The ORR was 64.8% (Table 2) including six CRs (8.5%) and 40 PRs (56.3%); 10 patients experienced SD (14.1%) and 10 patients experienced PD (14.1%). Per the cohort definition, no patients in cohort 1 had discontinued 1L lenvatinib at the time of data cutoff and thus PFS/OS data were not available for this cohort.
Characteristics and Outcomes for Cohort 2
Demographic and clinical characteristics of cohort 2 are presented in Table 1. The majority of patients were female (57.5%), white race (76.2%), diagnosed with papillary DTC (56.4%), and diagnosed at either stage III (24.9%) or stage IV (39.2%). The mean cumulative dose of iodine-131 received prior to initiation of lenvatinib was 216.8 mCi (standard deviation = 230.7). Mean time from initial diagnosis to RAI-r disease was 29.8 months (SD = 26.7) and from initial diagnosis to initiation of 1L lenvatinib was 32.0 months (SD = 28.7). The majority of patients initiated lenvatinib at 24 mg once daily (93.4%). Although rates of genetic testing were very similar between cohort 1 and cohort 2, a higher proportion of cohort 2 patients tested positive for BRAF (48.1% versus 27.3%), RAS (50.0% versus 17.9%), RET (41.8% versus 18.2%), and PTEN (2.0% versus 0.0%) while a lower proportion were positive for PI3K (9.1% versus 10.7%). Approximately 48.2% of mutational testing occurred prior to the development of RAI-r disease and 51.8% post RAI-r. Mean follow-up from initiation of 1L lenvatinib in cohort 2 was 20.5 months (SD = 6.0). Dose reductions were reported in 11.1% of patients (n = 20), 19/20 were due to toxicity, and 17/20 reductions were from starting dose of 24 mg, one from starting dose of 20 mg, and two from starting dose of 16 mg. Fifty percent of patients with a dose reduction after starting at 24 mg reduced to 20 mg.

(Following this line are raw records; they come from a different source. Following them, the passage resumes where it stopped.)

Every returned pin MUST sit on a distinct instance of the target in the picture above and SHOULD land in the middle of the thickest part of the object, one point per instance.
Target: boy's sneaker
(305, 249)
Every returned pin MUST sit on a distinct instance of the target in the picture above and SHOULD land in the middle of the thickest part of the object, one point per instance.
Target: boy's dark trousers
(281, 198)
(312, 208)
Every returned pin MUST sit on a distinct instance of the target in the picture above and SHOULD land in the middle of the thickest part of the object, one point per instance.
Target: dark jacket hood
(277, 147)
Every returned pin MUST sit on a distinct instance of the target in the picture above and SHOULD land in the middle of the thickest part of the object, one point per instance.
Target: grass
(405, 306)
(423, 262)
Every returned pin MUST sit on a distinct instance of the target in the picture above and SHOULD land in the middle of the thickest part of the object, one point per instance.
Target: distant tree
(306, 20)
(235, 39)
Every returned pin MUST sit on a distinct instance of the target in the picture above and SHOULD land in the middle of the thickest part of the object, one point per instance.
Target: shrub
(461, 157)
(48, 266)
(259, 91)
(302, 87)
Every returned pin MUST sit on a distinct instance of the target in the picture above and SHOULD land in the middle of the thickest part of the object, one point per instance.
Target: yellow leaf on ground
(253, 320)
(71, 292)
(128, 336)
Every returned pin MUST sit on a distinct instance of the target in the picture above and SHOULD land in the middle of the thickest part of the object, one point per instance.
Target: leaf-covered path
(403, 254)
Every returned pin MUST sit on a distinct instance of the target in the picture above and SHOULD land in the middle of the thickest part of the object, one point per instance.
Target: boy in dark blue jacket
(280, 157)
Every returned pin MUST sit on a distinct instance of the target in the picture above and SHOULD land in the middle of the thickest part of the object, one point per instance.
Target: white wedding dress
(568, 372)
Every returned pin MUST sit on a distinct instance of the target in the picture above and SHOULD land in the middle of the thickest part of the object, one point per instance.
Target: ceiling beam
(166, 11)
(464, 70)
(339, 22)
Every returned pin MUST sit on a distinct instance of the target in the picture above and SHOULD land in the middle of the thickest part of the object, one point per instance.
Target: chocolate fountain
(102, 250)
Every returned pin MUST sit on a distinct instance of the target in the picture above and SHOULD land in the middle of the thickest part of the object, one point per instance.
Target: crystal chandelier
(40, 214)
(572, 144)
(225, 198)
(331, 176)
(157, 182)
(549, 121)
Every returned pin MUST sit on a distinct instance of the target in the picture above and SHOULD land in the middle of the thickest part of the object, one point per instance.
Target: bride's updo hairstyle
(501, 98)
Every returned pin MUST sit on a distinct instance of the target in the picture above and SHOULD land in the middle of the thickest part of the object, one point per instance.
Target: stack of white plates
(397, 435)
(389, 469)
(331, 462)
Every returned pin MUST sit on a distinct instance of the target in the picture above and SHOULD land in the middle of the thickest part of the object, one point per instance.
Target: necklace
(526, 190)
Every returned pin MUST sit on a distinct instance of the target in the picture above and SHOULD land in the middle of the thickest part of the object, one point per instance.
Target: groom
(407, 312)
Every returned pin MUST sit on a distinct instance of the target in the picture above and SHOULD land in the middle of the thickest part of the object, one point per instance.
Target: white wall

As defined by the study inclusion criteria, all patients in cohort 2 had discontinued 1L lenvatinib and initiated 2L therapy. Of the 181 patients, 162 (89.5%) discontinued 1L lenvatinib as a result of disease progression, 16 (9.8%) as a result of patient request, and 3 (1.7%) as a result of toxicity. The ORR to 1L lenvatinib in cohort 2 was 53.6% (Table 2). Median PFS from initiation of 1L lenvatinib in cohort 2 was 14.0 months (95% CI 12.7–15.0) (Table 3). Median time to progression was 13.7 months among patients who discontinued 1L lenvatinib as a result of disease progression (n = 162). At 6 months post 1L lenvatinib initiation, 86.0% (95% CI 80.9–91.1%) of patients were progression-free, at 12 months 60.3% (95% CI 53.0–67.6%), at 18 months 21.2% (95% CI 14.8–27.5%), and at 24 months 2.1% (95% CI 0.0–4.5%).
The most common 2L treatment regimen following 1L lenvatinib was sorafenib (49.7%) followed by cabozantinib (19.3%). Additional therapies received in 2L (n = 56) in order of frequency were pazopanib (n = 15), sunitinib (n = 10), vandetinib (n = 8), paclitaxel (n = 7), axitinib (n = 6), dabrafenib/trametinib combination (n = 5), and pembrolizumab (n = 2). The mean follow-up from initiation of 2L was 7.1 months (SD = 5.3). The ORR to 2L therapy was 15.5% (Table 4) and by treatment regimen, 2L ORRs were 11.1% for sorafenib, 14.3% for cabozantinib, and 23.2% for other 2L therapies.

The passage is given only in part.